Radiation treatments are designed to destroy not only tumor tissue, but also the blood vessels near the tumor to starve it of food – namely sugar.  Unfortunately, radiation can’t differentiate healthy tissue vs. tumor tissue, it just destroys.  This includes the skin that it travels through to get to the tumor.

Often, healthy tissue isn’t destroyed immediately through the collateral damage, but because of the damage to the blood supply that supports the skin, slowly but steadily the skin can thin, retract, tighten, scar, and even cause open up or ulcerate.  Does this happen to everybody who has undergone radiation?  Certainly not, but older individuals with thinner skin, people with poor diets, and those with more treatments are at greater risk.
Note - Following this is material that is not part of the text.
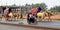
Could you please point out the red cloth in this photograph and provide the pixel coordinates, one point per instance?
(42, 11)
(33, 10)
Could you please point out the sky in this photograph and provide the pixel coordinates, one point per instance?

Many can also experience pain and loss of range of motion at the site.

How can skin damage and
delayed injury from radiation
be combated?

Daily supportive measures are the first step.  Eat a healthy diet low in simple sugars (they’re inflammatory), eliminate processed foods, and drink plenty of water (reverse osmosis filtered preferred).

Apply nourishing moisturizer to the site that the radiation passed through every day – those with stem cells or growth factors are especially helpful.  Supplement with a high quality fish oil rich in omega 3’s.  Exercise regularly to increase blood flow everywhere – this will help get blood to areas where the vessels have been damaged but not completely eliminated.

From a medical treatment perspective, low level laser therapy (LLLT) uses “cold” lasers to stimulate the tissue at a cellular level to increase blood flow and energy production.  Hyperbaric oxygen therapy (HBOT), which has been so successful in treating scaring from radiation damage that it is one of the 15 indications approved by Medicare as a treatment for reducing pain, improving tissue integrity, and increasing range of motion.  Both treatments are completely non-invasive and can work synergistically to create healthier, stronger, and better looking skin.